Saturday, July 26, 2014

Romantic Crap, that it is just that, Crap

 *Disclaimer* This is not a post at all in reference to my husband. He is loving, kind and I love being married to him. This post is strictly about the icky feelings of being a military wife stuck in the middle of military life


Today is just a hard day. Thomas has been underway for 2 weeks and it is just wearing on me. On top of him being gone it has been four days since I heard anything from him. And for all you wives who say 'only four days well my goodness I have gone weeks' but I have no doubt at 4 days, 1 week, 2 weeks, etc. you are feeling the same way I am feeling right now. No matter how many days or weeks, when we don't hear from our guy it sucks. And what sucks even more is when you know the work environment they are in sucks too and there is nothing you can do about it. You just hope and pray they at least can read the e-mails you have sent so they aren't so miserable. Days like today nothing works. No romantic quotes about loving a sailor/solider through the distance, how it is all worth it stuff makes a no bit of difference. Because all I want to do is look at the person and roll my eyes and walk away. I am physically agitated, emotionally tired and frustrated. If I played soccer right now I would be playing till I probably hurt myself. Just playing till every inch of my body couldn't feel anymore.
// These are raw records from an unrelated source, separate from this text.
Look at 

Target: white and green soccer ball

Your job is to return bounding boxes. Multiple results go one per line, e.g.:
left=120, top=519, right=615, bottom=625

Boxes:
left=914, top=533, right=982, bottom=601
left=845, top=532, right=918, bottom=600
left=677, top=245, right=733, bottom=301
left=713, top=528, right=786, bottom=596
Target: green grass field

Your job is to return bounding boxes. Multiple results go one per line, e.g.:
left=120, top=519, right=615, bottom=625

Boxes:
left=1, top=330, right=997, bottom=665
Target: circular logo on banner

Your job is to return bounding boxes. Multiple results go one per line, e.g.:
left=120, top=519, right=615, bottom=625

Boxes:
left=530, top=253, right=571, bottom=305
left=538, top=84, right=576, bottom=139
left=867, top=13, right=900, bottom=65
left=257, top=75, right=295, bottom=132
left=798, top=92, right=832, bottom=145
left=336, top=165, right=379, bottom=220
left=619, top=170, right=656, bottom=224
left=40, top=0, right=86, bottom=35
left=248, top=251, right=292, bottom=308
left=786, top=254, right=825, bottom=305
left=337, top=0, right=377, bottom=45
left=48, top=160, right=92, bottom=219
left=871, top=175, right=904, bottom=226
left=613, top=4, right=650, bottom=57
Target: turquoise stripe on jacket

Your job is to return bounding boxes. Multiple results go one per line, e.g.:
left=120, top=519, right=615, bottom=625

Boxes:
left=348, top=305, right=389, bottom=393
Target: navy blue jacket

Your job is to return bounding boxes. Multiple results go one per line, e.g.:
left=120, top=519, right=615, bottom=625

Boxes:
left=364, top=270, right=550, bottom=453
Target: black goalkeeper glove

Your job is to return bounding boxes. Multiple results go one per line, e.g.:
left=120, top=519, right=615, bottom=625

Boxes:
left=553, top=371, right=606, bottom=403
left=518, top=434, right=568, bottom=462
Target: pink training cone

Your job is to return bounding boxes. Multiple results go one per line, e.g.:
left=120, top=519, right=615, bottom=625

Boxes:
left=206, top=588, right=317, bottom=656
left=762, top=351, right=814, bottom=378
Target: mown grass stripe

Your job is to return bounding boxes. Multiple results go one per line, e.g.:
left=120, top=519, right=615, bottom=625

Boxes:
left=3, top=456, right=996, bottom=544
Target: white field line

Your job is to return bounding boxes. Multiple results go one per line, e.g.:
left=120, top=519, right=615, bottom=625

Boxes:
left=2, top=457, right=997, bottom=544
   I know there is going to be that random person who by chance reads this and thinks oh how pathetic I sound and say well you signed up for this. You knew what you were getting into. And yes while I knew that I would be marrying a guy in the military, the Navy is a whole different animal than the military I knew. And just because you know the bridge is going to fall a part when you drive over it doesn't mean it hurts any less on the way down.
Over 75% of the time Thomas and I have been together we have been a part. We didn't expect that to happen but it did. We have made it work. And it is worth it. Through all the hard times apart I am so thankful for Thomas. It is not Thomas I am frustrated with. Thomas I know would be home in a heart beat. Thomas loves me and he loves being married to me. Just like I love being married to him.
Unless you have been or are going through this kind of life it is hard to understand.

You stuff emotions so you can survive. If you didn't you would be stuck on the couch in your pjs watching sad movies. (been there, done that). You find ways to move past the emotions and focus on what is in front of you. For me I spend a lot of time in prayer and my Bible. There are days I spend angry at God. But it helps me to know that he is watching over all of it. All of this isn't without purpose. That helps me make it through to the next moment. Then I put on my big girl panties and I start the day. Knowing that God is here with me. I don't have any motivation to do anything, but he gets me through to the next step. I would love for life to be put on hold until Thomas got back. But that isn't how life works. So I keep moving. One step at a time. The sadness and anger come. But then if I keep holding on to God's promises there is Joy.

I am angry, frustrated and sad. I am broken, heartbroken, and devastated by lost time and missed words. BUT......I am loved by Thomas and my God. More than I could have ever imagined. I have no job or specific purpose right now other than to be a wife who takes care of everything at home while my husband is away and do what God has asked me to do for each day. For now that is enough.